Harry finds Indigo daunting. Me, I find mastering 8 different stacks (COM+/ES, ASMX, WSE, Remoting, MSMQ, etc) to do the same thing and all the strange nuances a hell of a lot more daunting but that’s just me, although the number of timeout settings and config settings is astronomical.
While mastering many different stacks is daunting, the reality is you don’t have to master all of them to use one of them. Knowing Sam, he probably has mastered all the different stacks, but MVP’s like Sam are an edge case. Most developer don’t master any of the stacks, they get comfortable with the one or two stacks they use all the time.

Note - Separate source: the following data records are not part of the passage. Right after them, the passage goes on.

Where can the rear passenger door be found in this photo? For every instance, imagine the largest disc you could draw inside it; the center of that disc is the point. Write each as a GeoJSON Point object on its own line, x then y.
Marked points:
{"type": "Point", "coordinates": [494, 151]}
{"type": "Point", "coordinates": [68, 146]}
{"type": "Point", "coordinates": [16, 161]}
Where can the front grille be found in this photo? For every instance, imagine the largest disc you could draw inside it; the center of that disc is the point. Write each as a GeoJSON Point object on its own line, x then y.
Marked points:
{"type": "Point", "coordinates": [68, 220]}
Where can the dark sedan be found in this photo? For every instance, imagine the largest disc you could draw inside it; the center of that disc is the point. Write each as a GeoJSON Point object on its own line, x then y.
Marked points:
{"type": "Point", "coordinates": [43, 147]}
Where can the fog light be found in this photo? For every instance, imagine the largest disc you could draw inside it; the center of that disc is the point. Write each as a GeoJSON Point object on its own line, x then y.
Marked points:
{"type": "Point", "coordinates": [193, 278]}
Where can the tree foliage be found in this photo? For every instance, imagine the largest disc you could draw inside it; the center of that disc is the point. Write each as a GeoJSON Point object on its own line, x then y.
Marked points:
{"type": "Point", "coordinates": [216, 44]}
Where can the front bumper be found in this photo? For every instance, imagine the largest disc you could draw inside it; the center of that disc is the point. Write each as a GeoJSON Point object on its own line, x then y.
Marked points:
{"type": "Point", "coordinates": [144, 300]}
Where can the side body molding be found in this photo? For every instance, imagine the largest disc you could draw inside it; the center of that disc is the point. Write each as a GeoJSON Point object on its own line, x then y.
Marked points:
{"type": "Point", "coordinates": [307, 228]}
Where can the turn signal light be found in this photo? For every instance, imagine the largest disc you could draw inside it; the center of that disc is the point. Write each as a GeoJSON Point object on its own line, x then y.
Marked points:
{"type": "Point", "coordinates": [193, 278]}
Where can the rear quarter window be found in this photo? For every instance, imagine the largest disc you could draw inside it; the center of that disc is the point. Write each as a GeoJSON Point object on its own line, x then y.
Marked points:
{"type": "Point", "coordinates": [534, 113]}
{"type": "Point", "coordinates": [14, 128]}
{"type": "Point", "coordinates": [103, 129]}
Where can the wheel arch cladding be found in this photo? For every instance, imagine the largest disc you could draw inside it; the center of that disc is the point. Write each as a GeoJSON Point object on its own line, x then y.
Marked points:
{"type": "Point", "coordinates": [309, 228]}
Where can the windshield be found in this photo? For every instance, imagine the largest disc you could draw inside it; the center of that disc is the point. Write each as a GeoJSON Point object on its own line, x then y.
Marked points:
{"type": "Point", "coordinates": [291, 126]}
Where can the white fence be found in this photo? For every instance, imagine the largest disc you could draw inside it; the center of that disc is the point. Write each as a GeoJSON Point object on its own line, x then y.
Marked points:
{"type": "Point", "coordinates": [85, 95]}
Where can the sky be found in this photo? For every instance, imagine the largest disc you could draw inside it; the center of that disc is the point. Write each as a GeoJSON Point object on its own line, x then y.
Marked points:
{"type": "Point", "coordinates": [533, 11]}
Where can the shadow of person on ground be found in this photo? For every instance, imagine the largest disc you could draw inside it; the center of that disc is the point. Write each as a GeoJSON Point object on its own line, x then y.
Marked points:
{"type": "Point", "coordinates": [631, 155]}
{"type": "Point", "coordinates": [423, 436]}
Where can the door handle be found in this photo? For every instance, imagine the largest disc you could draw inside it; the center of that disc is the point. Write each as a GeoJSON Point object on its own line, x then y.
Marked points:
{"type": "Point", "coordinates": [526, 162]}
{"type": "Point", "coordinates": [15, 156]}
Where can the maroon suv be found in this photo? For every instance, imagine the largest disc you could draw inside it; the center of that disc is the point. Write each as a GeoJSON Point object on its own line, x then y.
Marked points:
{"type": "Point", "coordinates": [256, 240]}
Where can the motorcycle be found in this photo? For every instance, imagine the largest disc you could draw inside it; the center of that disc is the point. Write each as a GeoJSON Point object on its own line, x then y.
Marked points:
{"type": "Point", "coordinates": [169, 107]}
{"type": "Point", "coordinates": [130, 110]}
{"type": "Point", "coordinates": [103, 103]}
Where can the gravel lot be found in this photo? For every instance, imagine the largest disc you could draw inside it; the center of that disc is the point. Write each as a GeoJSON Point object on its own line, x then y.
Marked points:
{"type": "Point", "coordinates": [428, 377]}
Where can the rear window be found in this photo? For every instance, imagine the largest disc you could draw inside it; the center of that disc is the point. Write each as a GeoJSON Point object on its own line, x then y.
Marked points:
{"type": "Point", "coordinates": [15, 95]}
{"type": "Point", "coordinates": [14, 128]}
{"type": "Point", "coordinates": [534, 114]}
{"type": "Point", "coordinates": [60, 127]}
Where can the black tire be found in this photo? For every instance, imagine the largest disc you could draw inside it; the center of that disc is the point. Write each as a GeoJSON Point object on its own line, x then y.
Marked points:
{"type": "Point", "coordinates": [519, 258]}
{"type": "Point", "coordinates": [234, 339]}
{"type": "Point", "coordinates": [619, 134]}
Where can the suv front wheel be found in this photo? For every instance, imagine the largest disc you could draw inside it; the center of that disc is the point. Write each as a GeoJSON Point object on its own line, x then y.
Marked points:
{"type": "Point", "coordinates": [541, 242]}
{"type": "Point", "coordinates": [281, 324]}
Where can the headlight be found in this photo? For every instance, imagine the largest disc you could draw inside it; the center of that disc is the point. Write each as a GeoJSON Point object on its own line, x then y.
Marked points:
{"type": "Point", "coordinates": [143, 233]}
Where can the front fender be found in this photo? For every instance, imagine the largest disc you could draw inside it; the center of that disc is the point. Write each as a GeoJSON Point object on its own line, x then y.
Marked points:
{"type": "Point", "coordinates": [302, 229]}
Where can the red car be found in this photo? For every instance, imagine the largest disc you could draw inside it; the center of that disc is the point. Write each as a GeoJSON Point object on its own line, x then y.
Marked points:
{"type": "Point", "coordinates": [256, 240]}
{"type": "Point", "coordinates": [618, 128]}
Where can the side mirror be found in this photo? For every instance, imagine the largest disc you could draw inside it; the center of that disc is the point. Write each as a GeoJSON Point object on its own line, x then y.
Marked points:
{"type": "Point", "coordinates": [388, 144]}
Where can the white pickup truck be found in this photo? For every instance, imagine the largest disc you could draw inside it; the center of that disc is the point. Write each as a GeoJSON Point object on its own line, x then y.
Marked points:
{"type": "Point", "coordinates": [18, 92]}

From that perspective, WCF replaces the “legacy” stack a given developer understands with something much more complex, since WCF replaces legacy stacks other than the one said developer is familiar with. Options like message exchange patterns and network protocol were typically implicit to a given technology stack. For example, if you used ASMX, you could use any network protocol you want, as long as it’s HTTP. Using WCF, you get to / have to choose which network protocol you want to use. Multiply that decision making process by the “astronomical” number of choices WCF provides, and you’ve got to spend a long time making decisions that the “legacy” stacks handled for you automatically.
To me, it looks like WCF’s primary design goals were to support web service standards (aka WS-*) as well as to unify the disparate communications stacks. And I think WCF was fairly successful at these two goals. Previously, the capabilities you needed would drive your communication stack choice. Need web service interop? Use ASMX. Need low-level control over the message pipeline? Use .NET Remoting. Need to flow transactions? Use COM+. Need to flow transactions over web services with low-level control over the message pipeline? Until WCF came along, you were SOL.
However, if “ease of development” was a goal for WCF, it doesn’t look like it was high on the list. And frankly, that’s fine. As I’ve written before, I’d rather have a flexible if complicated low-level foundation to build higher-abstracted application infrastrucutre on top of.
Just don’t try and sell me that WCF is making my life easier, because it’s not. Not yet, anyway.